Reading: Unity and Transitions

Revising for Unity & Coherence

Here is a strategy you can use to revise your rough draft of your essay: Checking for essay
coherence. After you’ve finished composing a rough draft and looked at the comments your
peers have offered during the peer review workshop, before you type up the final draft, spend
some time thinking about how your whole essay comes together.

• On the most basic level, you’ll want to make sure that your essay has a thesis and topic sentences. The thesis and topic sentences are like street signs that enable your readers to navigate their way through your essay.
• On a more abstract level, you’ll want to think about how all of these parts of the essay relate to each other.

Below are steps that you can follow to check for essay coherence. As you complete each step
during your revision process, check off the box next to it.

STEP 1: Underline your thesis. Check that your thesis makes an assertion, not simply describes
what your essay will address.

STEP 2: Check for paragraph coherence by “nutshelling.” Read one paragraph at a time, then in the margins, in a nutshell, write in four words or less each of the paragraph’s main point(s). If your paragraph has more than one main point, then you should consider splitting the paragraph into however number of main points that it addresses, i.e. if your paragraph has three main points, revise so that each point has its own paragraph.

STEP 3: Check that each paragraph has an appropriate topic sentence. Your topic sentence should explicitly state the “nutshell,” the main point of each of the body paragraphs.

STEP 4: Write down how each body paragraph is related to the thesis. If a paragraph doesn’t relate, then you should either delete it or further explain how that paragraph relates to your thesis.

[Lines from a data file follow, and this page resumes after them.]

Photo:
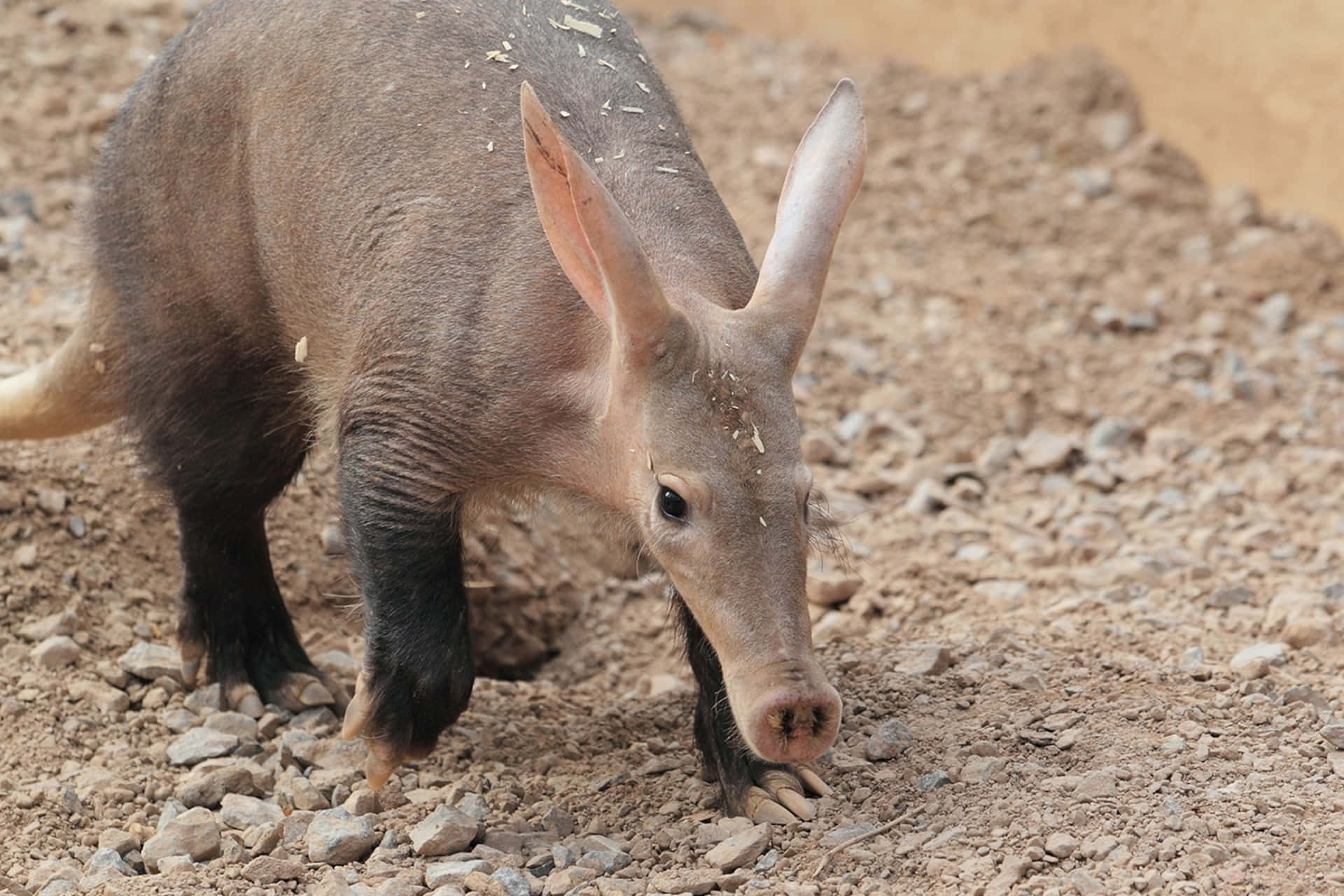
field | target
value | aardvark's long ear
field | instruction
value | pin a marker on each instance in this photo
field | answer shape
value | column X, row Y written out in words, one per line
column 822, row 182
column 592, row 237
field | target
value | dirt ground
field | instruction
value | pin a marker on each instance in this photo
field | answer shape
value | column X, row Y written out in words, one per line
column 1079, row 415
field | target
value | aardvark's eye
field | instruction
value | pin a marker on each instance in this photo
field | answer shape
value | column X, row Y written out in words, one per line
column 672, row 504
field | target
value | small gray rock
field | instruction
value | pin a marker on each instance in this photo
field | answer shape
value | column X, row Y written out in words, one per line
column 1109, row 433
column 48, row 626
column 605, row 862
column 55, row 652
column 1276, row 312
column 1230, row 596
column 445, row 832
column 241, row 813
column 1096, row 786
column 1256, row 660
column 441, row 874
column 101, row 695
column 233, row 723
column 1046, row 451
column 210, row 786
column 204, row 700
column 1060, row 846
column 692, row 880
column 741, row 849
column 1113, row 130
column 198, row 745
column 192, row 833
column 335, row 837
column 152, row 662
column 52, row 501
column 118, row 840
column 268, row 869
column 512, row 881
column 840, row 834
column 1334, row 734
column 26, row 556
column 891, row 739
column 106, row 864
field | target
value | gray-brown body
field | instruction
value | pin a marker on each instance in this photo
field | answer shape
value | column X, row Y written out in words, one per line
column 327, row 218
column 375, row 202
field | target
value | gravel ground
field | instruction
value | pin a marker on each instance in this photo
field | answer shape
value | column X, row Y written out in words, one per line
column 1081, row 418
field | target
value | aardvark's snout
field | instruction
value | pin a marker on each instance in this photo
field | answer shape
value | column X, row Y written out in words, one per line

STEP 5: Write down how each body paragraph is linked to the previous paragraph. Check that it follows the previous paragraph. If it doesn’t, figure out an appropriate location.

STEP 6: Write down any changes that you are going to make, if any, for each paragraph.

Unity & Transitions Between Paragraphs:

Making Stronger Points

Purpose: Many students say that they want their essay to “flow,” but what does that mean exactly? An essay that flows has paragraphs that transition logically from one to the next. Writers create flow by using transitions. Essays that lack transitions are disconnected, which results in ideas and paragraphs and that seem random and disorganized.

Transitions are words that allow you to:
• Help the reader follow your line of thought
• Show the logical connections between sentences, paragraphs, and sections of your paper
• Explain how the different parts of your paper fit together
• Emphasize a point
• Lend unity and coherence to your paper
• Develop and summarize your ideas and evidence
• Mark relationships in time and space

Transition Words and Phrases: Use transitional terms and phrases to connect and develop ideas within and between paragraphs. These provide basic transitions.

How to Use:
Here is partial list of transitional terms and phrases. For a more complete list, please see page 83
in this course packet.

  • However
  • Therefore
  • Consequently
  • On the other hand
  • Despite the fact
  • Similarly
  • Likewise
  • Accordingly
  • As a result
  • Finally

Problems with transition words and phrases:
You should use transition words and phrases SPARINGLY, meaning only occasionally in your
papers. If you use them in every other sentence or in every topic sentence, your will writing
sounds very immature a clunky.

Hooking Transitions: Use key words or phrases from your thesis and/or previous paragraph in
your point (topic sentence) to create a smooth transition between paragraphs.

How to Use:
Repeat keywords (and synonyms for these words) throughout your paper to remind your reader of your main ideas and themes. Include keywords in your thesis and topic sentences.

Basic Formula: Subordinator + topic of last paragraph + topic of new paragraph

Benefits of hooking transitions: They are more complex than transition words and phrases
because they move the reader from one main idea to the next by using similar wordings to guide
the reader. Using hooking transitions indicates to the reader that you are a more mature writer.

Exercises: Unity and Transitions

Due Date: Sunday, November 20 at 11:50pm

Directions: After reading “Unity and Transitions,” please complete the following exercises.

Exercises

1. What are the 5 steps for checking the unity and coherence of your rough draft? Summarize.

2. Name 3 things that transitions help you do.

3. List 5 transitions words and phrases.

4. What are the problems with transition words and phrases?

5. What are hooking transitions? What is the formula for a hooking transition?